Прямо с аэродрома мы направились в город, где в этот час в здании Харьковского драматического театра заканчивался процесс.
Не очень большое удовольствие описывать, как вели себя на этой заключительной стадии процесса подсудимые. Близился час возмездия, и самой кожей палачи, представшие перед судом, ощутили приближение этого часа.
Я прошел в ложу, где находилась вся группа писателей, — оказывается, одиссея с посадкой нашего самолета была уже известна им.
Помню, Константин Михайлович представил меня Толстому, пояснив:
— Как я понял, они хотят возвращаться в Москву тем же манером...
Алексей Николаевич повернулся ко мне:
— А как вели себя корреспонденты, когда Харьков отказался принимать самолет? Поняли... что происходит?
— По-моему, поняли, Алексей Николаевич...
— И сохранили самообладание?
— Нет. Только когда вышли из машины, некоторые вдруг легли на мокрую землю — отдавали тревогу земле...
Он поднял глаза на Симонова:
— Слыхали?
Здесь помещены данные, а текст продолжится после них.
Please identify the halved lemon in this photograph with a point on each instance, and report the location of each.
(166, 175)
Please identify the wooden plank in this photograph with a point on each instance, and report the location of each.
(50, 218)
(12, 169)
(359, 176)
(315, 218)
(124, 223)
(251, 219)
Отдавали тревогу земле...
Потом вздохнул, задумавшись.
— Нет, нет, я вас на самолете отсюда не отправлю! — Морщины на его переносье обозначились резче. — Риск оправдан, когда в нем есть смысл! — Он пристально смотрел на меня. — Тут на земле дороги не найдешь, а вы... — он улыбнулся. — Отсюда поедем вместе в специальном вагоне, так? — он взглянул на Симонова.
— Я готов, а вот как Эренбург? — симоновская картавинка дала себя знать.
— Я вас одних не оставлю, — согласился Илья Григорьевич.
— Но я не вижу энтузиазма... — Алексей Николаевич взглянул на меня. — Определенно не вижу энтузиазма...
Я действительно испытал неловкость.
— Наша поездка будет лишена смысла, если корреспонденты не смогут отправить телеграммы вовремя... — пояснил я. — Вернувшись в Москву на самолете, мы дадим им возможность отправить телеграммы завтра же...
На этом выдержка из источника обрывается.